Tak Terdapat koruptor yang dengan kesadaran diri sendiri mengaku salah dan mau mengembalikan kerugian negara. Koruptor lebih memilih berhadapan dengan hakim di meja persidangan. Apalagi, sudah berulang kali terungkap bahwa hakim Dapat diajak bermain mata dengan para terdakwa demi fulus dari Rendah meja.
Para pencoleng meyakini perumpamaan satire ‘Seluruh urusan memakai Dana Kas’. Ketimbang seluruh Dana disita negara, mereka lebih memilih Buat berbagi Dana dengan aparatur negara yang sama-sama bermental pemburu rente. Bagaimana Dapat mengharapkan Terdapat Pengaruh jera kalau para penjahat kerah putih itu Lagi merasa di atas angin.

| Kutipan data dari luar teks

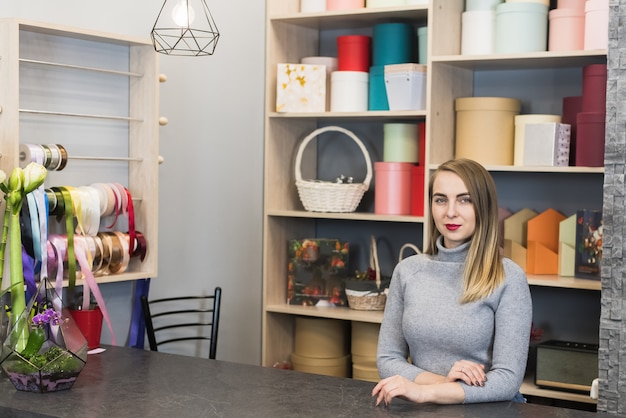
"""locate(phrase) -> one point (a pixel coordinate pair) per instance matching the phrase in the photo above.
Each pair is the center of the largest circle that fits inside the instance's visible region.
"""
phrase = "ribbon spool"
(52, 156)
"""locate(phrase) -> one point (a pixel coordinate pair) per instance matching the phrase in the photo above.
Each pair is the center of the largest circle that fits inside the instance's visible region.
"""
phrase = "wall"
(612, 367)
(210, 208)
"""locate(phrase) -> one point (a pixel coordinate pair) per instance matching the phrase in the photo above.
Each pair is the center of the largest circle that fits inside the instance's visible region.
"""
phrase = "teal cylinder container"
(377, 89)
(392, 43)
(521, 27)
(422, 44)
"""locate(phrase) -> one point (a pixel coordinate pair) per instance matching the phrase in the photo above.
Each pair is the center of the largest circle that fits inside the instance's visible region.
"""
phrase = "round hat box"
(485, 129)
(320, 338)
(337, 366)
(365, 371)
(364, 341)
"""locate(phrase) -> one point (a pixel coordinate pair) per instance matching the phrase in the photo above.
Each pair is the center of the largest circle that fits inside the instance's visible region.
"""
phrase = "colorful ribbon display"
(52, 156)
(90, 247)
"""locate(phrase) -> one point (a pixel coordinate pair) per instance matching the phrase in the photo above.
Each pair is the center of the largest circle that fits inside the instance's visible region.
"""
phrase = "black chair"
(192, 314)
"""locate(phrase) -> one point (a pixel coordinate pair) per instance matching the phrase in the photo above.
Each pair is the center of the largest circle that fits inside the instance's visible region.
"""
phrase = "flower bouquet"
(55, 351)
(43, 350)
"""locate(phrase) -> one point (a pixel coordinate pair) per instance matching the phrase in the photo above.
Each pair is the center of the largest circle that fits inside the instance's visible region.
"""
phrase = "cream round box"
(331, 65)
(405, 85)
(485, 129)
(349, 91)
(384, 3)
(364, 341)
(312, 6)
(401, 142)
(520, 122)
(339, 367)
(344, 4)
(366, 371)
(320, 338)
(481, 5)
(521, 27)
(478, 29)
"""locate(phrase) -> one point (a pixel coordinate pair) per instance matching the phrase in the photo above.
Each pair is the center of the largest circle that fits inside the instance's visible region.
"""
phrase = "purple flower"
(49, 316)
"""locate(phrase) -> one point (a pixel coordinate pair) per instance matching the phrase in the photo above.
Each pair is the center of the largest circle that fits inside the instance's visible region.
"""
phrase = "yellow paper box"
(515, 235)
(300, 88)
(543, 243)
(567, 246)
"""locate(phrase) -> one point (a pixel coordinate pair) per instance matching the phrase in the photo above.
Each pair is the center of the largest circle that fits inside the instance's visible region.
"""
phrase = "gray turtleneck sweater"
(423, 319)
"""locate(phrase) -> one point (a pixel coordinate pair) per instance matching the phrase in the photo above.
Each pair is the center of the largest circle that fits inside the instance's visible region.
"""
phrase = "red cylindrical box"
(590, 139)
(594, 88)
(392, 194)
(572, 106)
(417, 190)
(353, 53)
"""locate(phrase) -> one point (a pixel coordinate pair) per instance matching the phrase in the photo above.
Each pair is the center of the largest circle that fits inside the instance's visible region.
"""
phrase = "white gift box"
(547, 144)
(300, 88)
(406, 86)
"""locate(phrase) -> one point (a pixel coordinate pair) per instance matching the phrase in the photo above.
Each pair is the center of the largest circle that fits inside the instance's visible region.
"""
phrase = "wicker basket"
(326, 196)
(374, 300)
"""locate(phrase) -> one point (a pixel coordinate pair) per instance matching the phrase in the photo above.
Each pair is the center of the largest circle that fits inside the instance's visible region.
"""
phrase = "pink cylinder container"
(572, 106)
(392, 194)
(597, 24)
(344, 4)
(571, 4)
(594, 88)
(353, 53)
(417, 190)
(566, 30)
(590, 139)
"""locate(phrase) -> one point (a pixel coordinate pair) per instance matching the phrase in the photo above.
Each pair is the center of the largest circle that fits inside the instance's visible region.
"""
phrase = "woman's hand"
(396, 387)
(469, 372)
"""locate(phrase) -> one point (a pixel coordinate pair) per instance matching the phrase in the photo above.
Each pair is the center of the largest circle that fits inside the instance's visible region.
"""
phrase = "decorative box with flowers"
(316, 272)
(43, 350)
(55, 351)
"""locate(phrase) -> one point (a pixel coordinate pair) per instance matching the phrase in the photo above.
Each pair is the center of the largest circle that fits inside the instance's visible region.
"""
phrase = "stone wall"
(612, 352)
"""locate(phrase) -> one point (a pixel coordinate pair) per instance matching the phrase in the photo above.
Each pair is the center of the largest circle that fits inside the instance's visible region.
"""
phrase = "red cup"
(353, 53)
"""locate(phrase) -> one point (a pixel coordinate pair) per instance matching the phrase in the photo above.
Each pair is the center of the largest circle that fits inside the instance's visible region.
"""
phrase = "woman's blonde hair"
(484, 271)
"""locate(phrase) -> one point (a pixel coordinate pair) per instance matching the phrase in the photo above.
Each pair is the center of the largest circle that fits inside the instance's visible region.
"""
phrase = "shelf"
(345, 314)
(530, 389)
(353, 216)
(350, 19)
(564, 282)
(372, 114)
(543, 59)
(538, 169)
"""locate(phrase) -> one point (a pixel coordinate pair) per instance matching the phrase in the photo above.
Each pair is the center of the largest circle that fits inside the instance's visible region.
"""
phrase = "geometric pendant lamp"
(185, 27)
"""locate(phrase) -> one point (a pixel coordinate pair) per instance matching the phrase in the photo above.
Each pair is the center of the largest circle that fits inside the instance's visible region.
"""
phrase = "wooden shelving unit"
(291, 36)
(96, 94)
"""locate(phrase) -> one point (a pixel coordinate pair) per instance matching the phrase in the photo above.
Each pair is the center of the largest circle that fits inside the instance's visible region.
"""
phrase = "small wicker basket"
(326, 196)
(369, 300)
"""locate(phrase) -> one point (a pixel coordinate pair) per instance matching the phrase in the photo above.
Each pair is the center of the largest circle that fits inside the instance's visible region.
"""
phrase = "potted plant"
(43, 350)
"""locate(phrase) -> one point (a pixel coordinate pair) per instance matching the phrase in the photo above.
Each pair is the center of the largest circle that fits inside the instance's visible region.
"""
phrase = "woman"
(460, 311)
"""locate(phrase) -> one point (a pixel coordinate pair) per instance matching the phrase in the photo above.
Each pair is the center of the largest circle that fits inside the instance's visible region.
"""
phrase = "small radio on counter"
(567, 366)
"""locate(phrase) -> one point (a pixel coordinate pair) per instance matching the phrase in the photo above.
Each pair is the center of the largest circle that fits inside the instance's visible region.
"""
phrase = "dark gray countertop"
(128, 382)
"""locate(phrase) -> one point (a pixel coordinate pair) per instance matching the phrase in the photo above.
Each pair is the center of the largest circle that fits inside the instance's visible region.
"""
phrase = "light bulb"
(183, 14)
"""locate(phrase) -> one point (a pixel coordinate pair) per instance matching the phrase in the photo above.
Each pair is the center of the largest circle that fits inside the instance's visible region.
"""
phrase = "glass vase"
(44, 357)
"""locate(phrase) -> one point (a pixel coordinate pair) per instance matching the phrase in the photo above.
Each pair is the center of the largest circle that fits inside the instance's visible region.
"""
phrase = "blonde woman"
(461, 312)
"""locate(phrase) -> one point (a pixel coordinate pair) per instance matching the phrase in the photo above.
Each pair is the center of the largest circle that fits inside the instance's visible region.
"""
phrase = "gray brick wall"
(612, 352)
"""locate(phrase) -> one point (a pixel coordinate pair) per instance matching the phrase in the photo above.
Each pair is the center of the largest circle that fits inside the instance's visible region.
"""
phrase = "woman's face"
(452, 209)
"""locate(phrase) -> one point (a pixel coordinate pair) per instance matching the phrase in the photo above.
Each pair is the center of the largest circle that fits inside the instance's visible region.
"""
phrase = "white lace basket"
(326, 196)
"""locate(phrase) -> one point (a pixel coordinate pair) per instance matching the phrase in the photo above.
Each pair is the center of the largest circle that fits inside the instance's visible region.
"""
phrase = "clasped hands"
(423, 389)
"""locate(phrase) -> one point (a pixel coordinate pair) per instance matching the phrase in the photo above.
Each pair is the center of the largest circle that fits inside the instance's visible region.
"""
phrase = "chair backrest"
(189, 314)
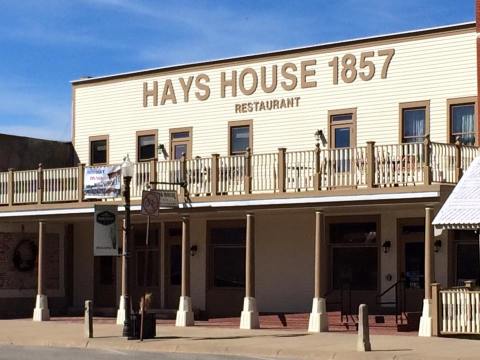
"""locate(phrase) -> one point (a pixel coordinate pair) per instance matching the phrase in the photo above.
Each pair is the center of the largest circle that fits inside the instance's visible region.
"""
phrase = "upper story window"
(146, 145)
(414, 122)
(98, 150)
(240, 137)
(462, 123)
(180, 143)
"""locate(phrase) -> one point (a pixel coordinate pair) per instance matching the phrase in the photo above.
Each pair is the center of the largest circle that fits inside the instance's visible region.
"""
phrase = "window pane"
(342, 137)
(181, 135)
(414, 265)
(146, 147)
(98, 151)
(353, 233)
(463, 123)
(239, 138)
(179, 150)
(414, 124)
(356, 267)
(342, 117)
(229, 266)
(228, 256)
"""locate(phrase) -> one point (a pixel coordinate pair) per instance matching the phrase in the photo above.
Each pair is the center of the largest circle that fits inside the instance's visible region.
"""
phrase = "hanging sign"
(105, 240)
(102, 182)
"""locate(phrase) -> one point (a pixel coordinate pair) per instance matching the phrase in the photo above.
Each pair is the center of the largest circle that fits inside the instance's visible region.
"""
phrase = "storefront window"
(354, 255)
(228, 256)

Itu sebabnya publik mendukung Terdapat pengaturan tentang perampasan aset bagi pengerat Dana negara. Tetapi, dalam Rapat Paripurna DPR pada 19 November 2024, para wakil rakyat hanya memasukkan RUU itu ke dalam prolegnas jangka menengah 2025-2029, bukan sebagai Prolegnas Prioritas 2025. Mereka berdalih pengesahan RUU Perampasan Aset Tak Dapat dilakukan secara tergesa-gesa dan harus dilakukan kajian terlebih dahulu terkait dengan kecocokan atas sistem hukum di Indonesia.
Argumen Dapat saja diciptakan sesuka hati mengacu pada keinginan dan kepentingan. Toh, DPR sebenarnya Dapat juga membahas sejumlah undang-undang secara kilat dan sistematis. Sebut saja, revisi UU Nomor 4 Tahun 2009 tentang Pertambangan Mineral dan Batu Bara (Minerba) dan revisi UU Nomor 19 Tahun 2003 tentang BUMN. Dua undang-undang yang Tak masuk prolegnas prioritas itu Dapat tuntas hingga disahkan dalam hitungan hari.
Sayangnya, semangat menggebu-gebu Buat menggelar rapat dan lembur yang sama Tak muncul di pembahasan RUU Perampasan Aset. Maka, Menteri Supratman Andi Agtas mengakui pembahasan RUU itu tinggal menyangkut soal politik yang membutuhkan komunikasi sungguh-sungguh dengan partai politik.
Publik tentu menghendaki Terdapat ketegasan pemerintah dalam menerapkan pemerintahan Rapi, bukan sekadar basa-basi. Masyarakat tentu mendukung seribu persen bila pemerintah jadi mendorong RUU Perampasan Aset Buat masuk Prolegnas Prioritas 2025. Kalaupun banyak partai politik menolak, yakinlah publik Terdapat di belakang pemerintah dalam soal ini, karena publik sudah Lamban merasa negeri ini tengah diselimuti darurat korupsi.
Situasi darurat Terang membutuhkan langkah darurat. Menjadikan RUU Perampasan Aset sebagai prolegnas prioritas di 2025 adalah Figur respons yang juga sangat Segera atas kondisi darurat itu.